Nearly a month ago, on April 24, Google announced that they were updating their results with a new algorithm specifically targeting webspam. Typically, when it’s a large algorithmic change, the update is given a name, and this one has been dubbed Penguin. In particular, the Penguin update targets and penalizes sites that are violating their quality guidelines. While Google won’t divulge the particular factors that may cause a site to be penalized, there are some clear trends:
- Some sites targeted by Penguin received warnings through Google Webmaster Tools.
- This update penalizes sites that appear to be engaged in link spam. In short, purchasing or exchanging links for the purposes of ranking better/higher in the search engine results. In the past, Google was discounting the value of the links and penalized the sites that sold links.
- If a site has a high percentage of links that use a small number of anchor text links that focus on a commercial product or service, such as 'Alaska cruise', then it’s likely the site will be hit by the Penguin penalty.
- If a site drops out of the top ten results when one searches for the brand name, then it’s likely the site has been penalized.
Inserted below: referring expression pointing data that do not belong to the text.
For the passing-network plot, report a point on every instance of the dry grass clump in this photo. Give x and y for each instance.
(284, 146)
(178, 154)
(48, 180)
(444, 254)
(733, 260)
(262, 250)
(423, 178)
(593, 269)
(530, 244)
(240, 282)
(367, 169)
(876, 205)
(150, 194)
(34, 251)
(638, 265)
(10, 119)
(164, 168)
If you have a site that has survived the Penguin update and other recent algorithm changes, such as the likely discounting of links from low-quality free directories, you are not out of the woods just yet. Link schemes of any type and unnatural 'over-optimization' are in the cross hairs of the Google webspam team. If you have participated in link building schemes, it's your site's best interest to actively remove these obviously unnatural links.
As white hat SEO practitioners, we support Google’s efforts to penalize and/or remove sites that participate in link building schemes. In the long run, high quality, genuine content will produce more satisfied website visitors than chasing the latest way to game the search algorithms.